As the unrest between protesters and police in the town of Ferguson gets compared to a "war zone" following the shooting of an unarmed black teenager, it has emerged the Pentagon has given the police department hundreds of millions of dollars' worth of military equipment down the years.
The Ferguson Police Department is part of a federal programme known as 1033, which distributes surplus military equipment such as armed vehicles and even grenade launchers to police forces, according to Michelle McCaskill, media relations chief at the Defense Logistics Agency.
The agency's website states that in 2013 alone, more than $449m (£269m) worth of equipment was given to police departments across the US.
Following the shooting of 18-year-old Michael Brown in the Missouri town, there have been days of protests.

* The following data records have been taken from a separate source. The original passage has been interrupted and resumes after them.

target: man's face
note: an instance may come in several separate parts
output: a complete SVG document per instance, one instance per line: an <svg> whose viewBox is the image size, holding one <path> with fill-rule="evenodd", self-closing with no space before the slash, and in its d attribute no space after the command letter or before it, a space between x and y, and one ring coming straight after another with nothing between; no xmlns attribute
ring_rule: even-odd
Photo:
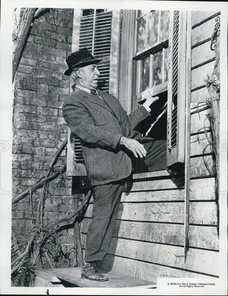
<svg viewBox="0 0 228 296"><path fill-rule="evenodd" d="M97 87L97 78L100 72L95 64L89 65L80 69L81 79L79 80L82 86L89 89L95 89Z"/></svg>

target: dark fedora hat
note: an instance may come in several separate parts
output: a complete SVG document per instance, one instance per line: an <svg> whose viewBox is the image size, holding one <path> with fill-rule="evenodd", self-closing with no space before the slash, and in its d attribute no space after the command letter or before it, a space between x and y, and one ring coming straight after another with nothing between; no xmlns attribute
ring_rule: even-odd
<svg viewBox="0 0 228 296"><path fill-rule="evenodd" d="M83 47L76 52L72 52L66 59L69 69L65 75L69 76L76 68L84 67L92 64L97 64L102 59L94 59L86 47Z"/></svg>

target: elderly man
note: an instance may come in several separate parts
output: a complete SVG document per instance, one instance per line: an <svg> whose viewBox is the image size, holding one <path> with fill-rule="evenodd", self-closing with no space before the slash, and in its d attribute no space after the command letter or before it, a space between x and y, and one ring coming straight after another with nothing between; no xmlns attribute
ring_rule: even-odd
<svg viewBox="0 0 228 296"><path fill-rule="evenodd" d="M148 92L143 105L127 115L115 97L97 90L100 74L97 65L101 60L85 47L66 59L69 68L65 74L71 75L76 87L62 107L66 122L80 139L94 189L92 219L88 229L81 277L99 281L108 279L98 271L97 261L110 246L124 179L131 172L131 156L143 158L150 170L165 169L166 150L165 141L150 139L146 144L141 144L139 141L143 137L134 130L150 116L149 106L158 98Z"/></svg>

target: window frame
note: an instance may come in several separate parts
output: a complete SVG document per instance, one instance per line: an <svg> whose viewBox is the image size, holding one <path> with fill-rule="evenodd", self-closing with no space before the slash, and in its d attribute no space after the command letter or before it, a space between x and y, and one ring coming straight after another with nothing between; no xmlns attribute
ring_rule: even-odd
<svg viewBox="0 0 228 296"><path fill-rule="evenodd" d="M141 100L142 97L142 93L143 91L141 91L141 87L142 83L142 58L143 56L143 55L145 55L147 52L150 53L150 84L149 87L147 90L149 90L150 93L152 96L156 96L157 94L164 91L167 91L168 90L168 81L164 82L163 81L162 83L155 86L152 87L151 84L152 83L152 56L153 54L157 52L161 51L162 49L164 51L165 48L168 48L168 46L169 36L168 36L166 38L163 38L162 40L160 40L160 22L161 22L161 10L158 10L159 12L158 15L158 32L157 41L155 43L147 46L147 25L148 19L148 15L149 14L153 11L155 11L155 10L148 10L145 13L142 14L141 15L138 17L136 18L135 21L137 22L138 20L141 17L143 17L145 15L147 15L146 21L146 33L145 34L145 42L146 44L144 48L139 51L137 50L138 49L138 36L137 34L137 25L136 25L136 30L135 40L136 41L135 46L135 52L136 53L133 57L133 59L137 61L137 65L136 66L137 71L137 83L136 88L136 98L138 101ZM137 13L138 14L139 11L137 11ZM162 59L162 79L163 80L164 79L164 63L165 59L163 58L163 54ZM136 107L135 107L136 108Z"/></svg>

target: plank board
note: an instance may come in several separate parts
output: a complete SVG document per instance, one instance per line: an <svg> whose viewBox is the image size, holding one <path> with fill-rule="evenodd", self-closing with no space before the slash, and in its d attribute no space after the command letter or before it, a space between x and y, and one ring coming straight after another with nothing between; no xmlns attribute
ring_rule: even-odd
<svg viewBox="0 0 228 296"><path fill-rule="evenodd" d="M46 274L46 275L48 274ZM59 281L61 283L61 281ZM35 277L35 282L34 284L34 287L64 287L64 286L61 284L53 284L46 279L40 277L39 276L36 276Z"/></svg>
<svg viewBox="0 0 228 296"><path fill-rule="evenodd" d="M86 234L90 219L85 219L82 232L83 245L85 246ZM148 223L117 220L113 236L121 238L184 245L184 227L182 224ZM219 240L216 227L190 225L189 246L218 250Z"/></svg>
<svg viewBox="0 0 228 296"><path fill-rule="evenodd" d="M115 256L107 254L101 262L101 267L111 269L113 271L121 272L147 281L157 282L158 277L200 278L211 279L206 275L182 270L168 266L163 266L127 258ZM120 268L120 267L121 266Z"/></svg>
<svg viewBox="0 0 228 296"><path fill-rule="evenodd" d="M85 217L91 217L92 205L90 205ZM217 223L216 203L214 202L193 202L190 206L189 223L215 225ZM213 215L212 215L213 213ZM184 223L184 203L122 202L117 219L133 221L168 223Z"/></svg>
<svg viewBox="0 0 228 296"><path fill-rule="evenodd" d="M212 141L211 133L208 132L208 136L210 142ZM212 148L205 133L195 135L190 137L190 156L205 154L212 152Z"/></svg>
<svg viewBox="0 0 228 296"><path fill-rule="evenodd" d="M209 93L207 88L205 87L197 89L191 93L191 103L196 103L198 102L207 102L210 98Z"/></svg>
<svg viewBox="0 0 228 296"><path fill-rule="evenodd" d="M174 177L169 179L152 180L134 182L132 186L129 186L125 191L139 191L148 190L169 189L183 188L184 180L183 177Z"/></svg>
<svg viewBox="0 0 228 296"><path fill-rule="evenodd" d="M192 12L192 26L193 26L217 13L217 11Z"/></svg>
<svg viewBox="0 0 228 296"><path fill-rule="evenodd" d="M52 268L43 269L42 271L57 277L69 283L80 287L86 288L127 288L149 286L155 287L151 281L145 281L137 278L120 274L99 268L103 274L109 278L108 281L96 281L81 278L81 267Z"/></svg>
<svg viewBox="0 0 228 296"><path fill-rule="evenodd" d="M192 30L192 46L211 38L216 24L215 18L214 17Z"/></svg>
<svg viewBox="0 0 228 296"><path fill-rule="evenodd" d="M184 198L183 189L140 192L128 192L122 194L121 202L183 200Z"/></svg>
<svg viewBox="0 0 228 296"><path fill-rule="evenodd" d="M216 180L215 178L190 180L190 200L215 200Z"/></svg>
<svg viewBox="0 0 228 296"><path fill-rule="evenodd" d="M192 70L191 71L191 90L196 88L205 85L204 80L207 79L207 75L211 74L215 65L215 61L203 65L200 67Z"/></svg>
<svg viewBox="0 0 228 296"><path fill-rule="evenodd" d="M219 252L113 238L109 254L213 275L218 275ZM185 259L186 261L185 262Z"/></svg>
<svg viewBox="0 0 228 296"><path fill-rule="evenodd" d="M214 176L216 173L212 155L190 158L190 178Z"/></svg>
<svg viewBox="0 0 228 296"><path fill-rule="evenodd" d="M211 124L208 117L210 116L211 109L201 111L200 116L198 113L191 115L190 134L204 131L204 127L206 131L210 128Z"/></svg>
<svg viewBox="0 0 228 296"><path fill-rule="evenodd" d="M192 68L215 57L215 51L211 49L211 43L210 40L192 49Z"/></svg>

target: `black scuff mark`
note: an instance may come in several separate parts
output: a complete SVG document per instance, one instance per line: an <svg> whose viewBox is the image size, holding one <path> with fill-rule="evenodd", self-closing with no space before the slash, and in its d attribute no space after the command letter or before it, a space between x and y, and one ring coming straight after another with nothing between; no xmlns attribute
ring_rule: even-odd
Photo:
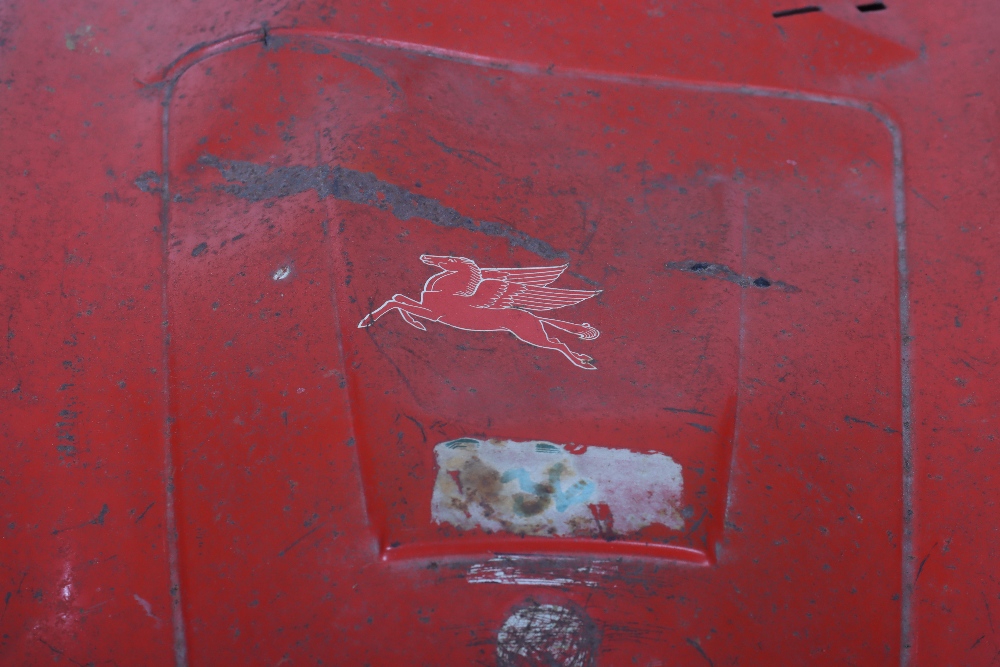
<svg viewBox="0 0 1000 667"><path fill-rule="evenodd" d="M715 415L713 415L710 412L704 412L702 410L689 410L687 408L663 408L663 409L666 410L667 412L676 412L676 413L685 414L685 415L701 415L703 417L714 417L715 416Z"/></svg>
<svg viewBox="0 0 1000 667"><path fill-rule="evenodd" d="M397 97L400 96L400 94L402 94L403 89L399 87L399 84L396 83L396 81L391 76L386 74L384 69L382 69L378 65L369 62L367 58L359 56L356 53L341 52L338 53L337 55L340 57L341 60L346 60L352 65L357 65L358 67L364 67L366 70L368 70L369 72L380 78L382 81L385 81L385 83L391 89L393 100L395 100Z"/></svg>
<svg viewBox="0 0 1000 667"><path fill-rule="evenodd" d="M715 663L712 662L712 659L708 657L708 654L705 653L705 649L701 647L701 644L698 643L697 639L694 639L692 637L685 637L684 641L690 644L694 648L694 650L698 651L698 655L700 655L705 659L705 662L708 663L709 667L715 667Z"/></svg>
<svg viewBox="0 0 1000 667"><path fill-rule="evenodd" d="M264 201L315 190L320 199L333 197L390 211L402 221L422 218L439 227L464 229L507 240L511 247L524 248L544 259L565 259L569 255L547 242L536 239L510 225L487 220L473 220L436 199L410 192L406 188L380 180L375 174L329 167L270 167L266 164L222 160L202 155L198 162L217 169L227 185L217 189L247 201Z"/></svg>
<svg viewBox="0 0 1000 667"><path fill-rule="evenodd" d="M77 665L78 667L85 667L82 662L80 662L79 660L74 660L73 658L69 657L68 655L66 655L66 653L64 653L63 651L60 651L55 646L53 646L52 644L48 643L47 641L45 641L41 637L38 638L38 641L40 641L42 644L44 644L50 651L52 651L53 653L55 653L58 656L66 658L67 660L69 660L70 662L72 662L74 665ZM57 660L58 660L58 658L57 658ZM93 664L93 663L87 663L87 664L90 665L90 664Z"/></svg>
<svg viewBox="0 0 1000 667"><path fill-rule="evenodd" d="M922 561L920 561L920 567L917 568L917 576L913 577L913 583L917 583L917 580L920 579L920 573L924 571L924 565L927 565L927 561L930 559L931 554L934 553L934 548L936 546L937 542L932 544L930 550L928 550L927 552L927 555L924 556L924 559Z"/></svg>
<svg viewBox="0 0 1000 667"><path fill-rule="evenodd" d="M719 278L727 282L739 285L740 287L755 287L758 289L775 289L781 292L800 292L794 285L789 285L780 280L770 280L764 276L744 276L736 273L725 264L715 264L713 262L698 262L688 260L686 262L667 262L665 266L673 271L684 271L694 273L706 278Z"/></svg>
<svg viewBox="0 0 1000 667"><path fill-rule="evenodd" d="M108 504L105 503L101 507L101 511L90 521L84 521L83 523L78 523L75 526L69 526L68 528L56 528L52 531L53 535L58 535L59 533L65 533L67 530L75 530L77 528L83 528L85 526L103 526L104 518L108 515Z"/></svg>
<svg viewBox="0 0 1000 667"><path fill-rule="evenodd" d="M875 422L870 422L867 419L858 419L857 417L852 417L851 415L844 415L844 421L848 424L861 424L862 426L874 428L879 431L885 431L886 433L899 433L897 429L894 429L891 426L879 426Z"/></svg>
<svg viewBox="0 0 1000 667"><path fill-rule="evenodd" d="M308 525L308 523L309 522L307 522L307 525ZM297 537L295 540L292 541L291 544L289 544L287 547L285 547L284 549L282 549L281 551L279 551L278 552L278 556L282 557L285 554L287 554L289 551L291 551L292 549L294 549L295 547L297 547L298 545L300 545L302 542L304 542L306 539L308 539L309 536L311 536L317 530L319 530L320 528L322 528L324 525L325 524L323 524L323 523L317 524L314 528L309 529L308 531L306 531L305 533L303 533L301 536ZM338 531L334 530L334 531L331 531L331 535L332 535L332 537L337 538L337 537L340 536L340 533Z"/></svg>
<svg viewBox="0 0 1000 667"><path fill-rule="evenodd" d="M144 171L136 176L135 187L149 194L160 194L163 192L163 179L155 171Z"/></svg>
<svg viewBox="0 0 1000 667"><path fill-rule="evenodd" d="M17 582L17 590L7 591L7 595L3 599L3 612L0 612L0 623L3 623L3 619L7 618L7 607L10 605L10 599L15 595L21 594L21 586L24 584L24 580L28 578L28 571L25 570L21 573L21 580Z"/></svg>
<svg viewBox="0 0 1000 667"><path fill-rule="evenodd" d="M601 630L583 607L539 604L529 598L497 633L497 667L574 665L595 667Z"/></svg>
<svg viewBox="0 0 1000 667"><path fill-rule="evenodd" d="M418 422L415 417L411 417L410 415L403 415L403 416L406 417L411 422L413 422L414 424L417 425L417 428L420 429L420 437L423 438L424 442L426 443L427 442L427 432L424 430L424 425L421 424L420 422Z"/></svg>
<svg viewBox="0 0 1000 667"><path fill-rule="evenodd" d="M146 512L148 512L149 510L151 510L153 508L153 505L155 505L155 504L156 504L155 502L152 502L152 503L149 503L148 505L146 505L146 509L144 509L142 511L142 513L139 514L139 516L137 516L135 518L135 521L133 523L139 523L140 521L142 521L143 517L146 516Z"/></svg>

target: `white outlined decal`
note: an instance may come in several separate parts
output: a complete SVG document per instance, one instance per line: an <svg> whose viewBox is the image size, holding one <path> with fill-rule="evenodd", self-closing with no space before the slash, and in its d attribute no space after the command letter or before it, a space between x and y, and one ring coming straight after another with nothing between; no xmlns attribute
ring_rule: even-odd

Police have even fired tear gas and rubber bullets at demonstrators in an attempt to control the unrest.
According to McCaskill, Ferguson last received military equipment in November as part of the programme's aim to increase force's "capabilities, expand its patrol coverage, reduce response times, and save the American taxpayer's investment".
During the unrest, photos have emerged of police in camouflage gear riding in what appears to be a Mine-Resistant Ambush Protected (MRAP) vehicle, similar to those used in Iraq and Afghanistan.
However, according to Mike O'Connell, communications director for the Missouri Department of Public Safety, the town of Ferguson did not acquire any MRAP's through 1033. He told Newsweek if the photo does suggest the armed vehicles are being used to control crowds in Ferguson, he "does not know where they came from".
According to USA Today, police forces in Ferguson's state of Missouri received advanced rifle sights and night vision equipment between 2012 and 2014.
Missouri's Department of Public Safety also report other forces in the state have obtained "aircraft (both fixed wing and rotary) and four-wheel drive vehicles" such as armoured personnel carriers with the 1033 programme.
The Atlanta Journal-Constitution reported in 2013 that police in the small town of Bloomington, Georgia, also aquired four grenade launchers through the programme in order to fire tear gas or bean bags in an attempt to ease unrest.
"Having the equipment precludes having to use it," said Bloomingdale Police Chief Roy Pike, "In the 20 years I've been here, we haven't had to use deadly force against anybody."
According to Radley Balko, author of Rise of the Warrior Cop, arming civilian police with military equipment is part of a "larger trend".
"That is a willingness or a policy among domestic police in the United States of using more force more often for increasingly petty offenses," he told NBC.